People like us should be treasured and welcomed into the fold for the insights we could bring. But the system has made us weird
Patient and public engagement is not fit for purpose – through channeling our passion via countless dead end focus groups, questionnaires and child-adult feedback mechanisms; through neutralising our energy through tedious institutional representational mechanisms, we have grown into weird beings (see also The Engagement Industry http://tinyurl.com/qxkaz7g).
We have been hothoused and become exotic creatures – multi-coloured, oddly-shaped, thorny.
We are not wired to be weird. The system has made us so.
A few days ago, a few of us ‘weirdos’ met for the first time. A gaggle of passionate and exhausted ‘patient leaders’ – a rainbow of incredible people who are advocates of patients and professionals working together as partners for change; all of whom have been relentless in their diverse and constructive efforts to shift the system towards being truly patient-centred.
We talked of developing a network, how to help each other restore our energy, develop a network that was truly inclusive, support others to ‘come through’. Those of us who are ‘weird’ have a duty to make it easier for others to do what we do - to ensure that they are the norm, not weird.
In a few years time it will be expected that healthcare organisations provide opportunities beyond focus groups and sub-committees – to support the talents of patients and carers who want to use their own experience to help improve and change healthcare.
We discussed where to begin.
In Sussex MSK Partnership (Central), I want to develop a People Bank – a pool of passionate people who have experienced what it is like to go through our services, or who live with musculoskeletal conditions. I want us to recruit, support, train and pay people to get ‘involved’. But not in the old weird ways.
I want us to open up a ton of opportunities. People might want to be in the community, helping to set up activity and exercise clubs. They might have bright ideas to stop older people falling over in their homes and maybe we could fund them. They might want help others as neighbours, befrienders or as advocates when people come to use our services.
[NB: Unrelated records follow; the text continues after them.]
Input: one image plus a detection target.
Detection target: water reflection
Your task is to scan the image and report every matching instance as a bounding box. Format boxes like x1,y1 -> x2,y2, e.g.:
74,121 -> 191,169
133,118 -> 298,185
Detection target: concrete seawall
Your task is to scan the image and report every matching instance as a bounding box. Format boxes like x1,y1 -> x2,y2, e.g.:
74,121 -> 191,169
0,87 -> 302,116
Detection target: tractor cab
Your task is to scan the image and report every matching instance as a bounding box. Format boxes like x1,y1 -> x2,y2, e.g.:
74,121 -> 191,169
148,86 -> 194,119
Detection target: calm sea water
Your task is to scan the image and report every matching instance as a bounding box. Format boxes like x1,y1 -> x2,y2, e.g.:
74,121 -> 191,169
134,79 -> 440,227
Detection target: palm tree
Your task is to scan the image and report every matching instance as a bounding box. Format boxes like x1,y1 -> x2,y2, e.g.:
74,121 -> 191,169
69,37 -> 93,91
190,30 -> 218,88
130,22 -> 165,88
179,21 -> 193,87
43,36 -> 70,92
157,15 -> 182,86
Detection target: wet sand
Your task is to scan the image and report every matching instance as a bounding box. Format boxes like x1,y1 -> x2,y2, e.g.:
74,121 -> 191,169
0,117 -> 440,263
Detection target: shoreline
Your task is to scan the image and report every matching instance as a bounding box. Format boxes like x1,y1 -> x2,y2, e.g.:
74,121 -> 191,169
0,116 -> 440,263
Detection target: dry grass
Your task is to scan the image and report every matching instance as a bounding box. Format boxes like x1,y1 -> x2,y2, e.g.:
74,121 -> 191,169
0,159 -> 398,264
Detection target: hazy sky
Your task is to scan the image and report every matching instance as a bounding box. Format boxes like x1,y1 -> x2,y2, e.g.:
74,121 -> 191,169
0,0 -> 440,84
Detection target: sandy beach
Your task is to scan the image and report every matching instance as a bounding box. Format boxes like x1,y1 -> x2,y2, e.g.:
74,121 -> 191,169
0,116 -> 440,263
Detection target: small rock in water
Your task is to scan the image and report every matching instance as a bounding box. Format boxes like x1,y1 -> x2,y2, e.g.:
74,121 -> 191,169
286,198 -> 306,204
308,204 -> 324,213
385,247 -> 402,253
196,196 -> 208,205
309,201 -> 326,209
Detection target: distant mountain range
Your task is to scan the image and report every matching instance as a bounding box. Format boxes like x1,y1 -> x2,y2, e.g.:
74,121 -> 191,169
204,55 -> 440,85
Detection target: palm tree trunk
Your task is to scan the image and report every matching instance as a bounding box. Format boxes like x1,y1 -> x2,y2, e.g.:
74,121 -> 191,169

Some may want to develop apps or design assisted living equipment. They could help on service improvement projects, moving beyond telling stories and working with staff to develop new ways to meet unmet need, or just to get the waiting rooms right in clinics. They could train professionals in communication skills, or help us interview and recruit staff. Some may do research, others may write blogs or books, or start YouTube channels.
Those who want to think strategically – patients are people after all, and have diverse talents (illness has not made them any weirder than others). Patients can help the service around whether we fund ‘low value’ treatments and in developing strategic priorities.
(I even hold the vision that this movement will spread… that patients will lead their own healthcare inquiries and summon the great and the good to their table for a change; that we will set up our own magazines and learned journals; that we will lead our own commissioner and provider organisations; that patients will be part of delivering services within clinical teams as happens sometimes in mental health… but steady on Gilbert. That may be too weird for some for the moment)
And, back in Sussex, yes: we may still have one or two boring committees and it would be nice to have some people there who could bring the conversations back down to earth by asking ‘so what the hell are you talking about… how will that help patients?’.
I should not have laughed at my friend at the meeting. I should not have unwittingly colluded in disparaging the emerging cadre of quiet revolutionaries (Thanks to Alison Cameron for that phrase). I was guilty of the crude labelling of patients that I hate.
No. It is the old system of engagement and those who defend traditional modes of working that are truly weird.